Councillor Parekh at the launch of the Millennium Gallery’s Dutch Flower Paintings exhibition
Councillor Parekh at the launch of the Millennium Gallery’s Dutch Flower Paintings exhibition

Beam, a northern-based cultural development organisation, has released a new report on increasing diversity in the arts and culture sector. 

Beam’s report, ‘Building a More Diverse and Inclusive Public Art Sector’, was researched and written by Nottingham-based independent creative engagement manager and consultant, Boseda Olawoye, in close consultation with freelance practitioners and organisations. It explores the barriers underrepresented artists are facing and how the sector can be made fairer and more equitable, including looking to what support and training is needed for under-represented artists. 
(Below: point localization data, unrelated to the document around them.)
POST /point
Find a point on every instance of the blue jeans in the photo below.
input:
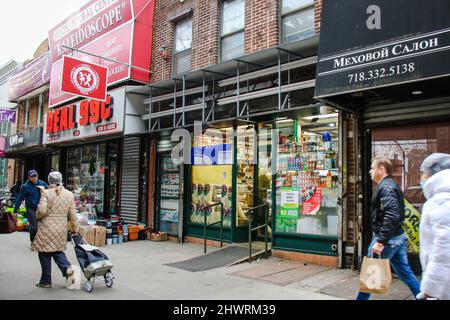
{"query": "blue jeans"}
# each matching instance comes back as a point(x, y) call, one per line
point(396, 252)
point(45, 258)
Photograph of the report from Bream entitled ‘Building a More Diverse and Inclusive Public Art Sector’
Photograph of the report from Bream entitled ‘Building a More Diverse and Inclusive Public Art Sector’

Some of the recommendations are:

  • Having more accessible application processes for public art commissions, including using video and audio formats;
  • Including local residents into public realm projects early in the process, to build trust with communities;
  • the sector having a more targeted approach to engage and support under-represented artists working in or interested in applying for public realm projects, including advisory groups by and for artists and producers of colour;
  • reviewing how local authorities commission public art, including encouraging local artists from diverse backgrounds to apply for public realm work;
  • supporting career development for early career artists from working class backgrounds, including through paid mentoring opportunities

Beam said:

‘We fully recognise that this research is a snapshot and there is still much more to be done, but it does highlight some of the key challenges artists working in the public realm are facing. 

‘We are committed to using this research as a stimulus for change, both within our own processes and by engaging more artists and organisations in a wider conversation to explore how together we can foster a more diverse and inclusive sector.’

Boseda Olawoye said

‘It was a real privilege to spend time actively listening to the experiences of diverse artists and producers from across the UK about their experiences of working in the public realm. 

‘For me it was really important to create a safe space for everyone, but particularly under-represented artists to be able to give their honest feedback and insights about what a diverse and inclusive sector could be. I am really looking forward to seeing what the next stage of work will be, developed in response to the report.’

Recent research found that the arts industry was among Sheffield’s fastest growing sectors, expanding 6.99% between 2018 and 2022.

In recent years, Sheffield City Council has sought to take a more proactive approach to arts and culture, adopting an interim culture strategy devised by the Sheffield Culture Collective last September, and its Economic Development and Skills policy committee is currently developing a long-term Culture Strategy with support from the Arts Council.

Developing a new culture strategy is being seen by key city institutions as proof that Sheffield is serious about attracting private sector funding to the city.

Councillor Minesh Parekh, Labour’s lead for Economic Development, Culture and Skills, said: 

“A thriving culture sector is at the heart of our city; our museums, theatres and art galleries make Sheffield the fantastic place to live and work that it is. 

“Clearly, nationwide, there’s work to do to increase access to the sector and create more opportunities for well-paid and rewarding employment—particularly for working class people and people of colour. I hope through our developing Culture Strategy the council can work with cultural organisations across Sheffield to bolster our creative industries and unlock transformational opportunities for the city.”

Sheffield City Council has adopted a Race Equality Commission, which sets out a course to become an anti-racist city. Recommendation 5 of the REC report, ‘Celebrating Sheffield Through Sport and Culture: Past, Present and Future’, set out a commitment to increase ‘the diversity of curation, programming, and audiences’, and new ‘programmes for under-represented ethnic artists, makers, creatives and producers.’ The recommendations of the REC report are being factored into the developing culture strategy.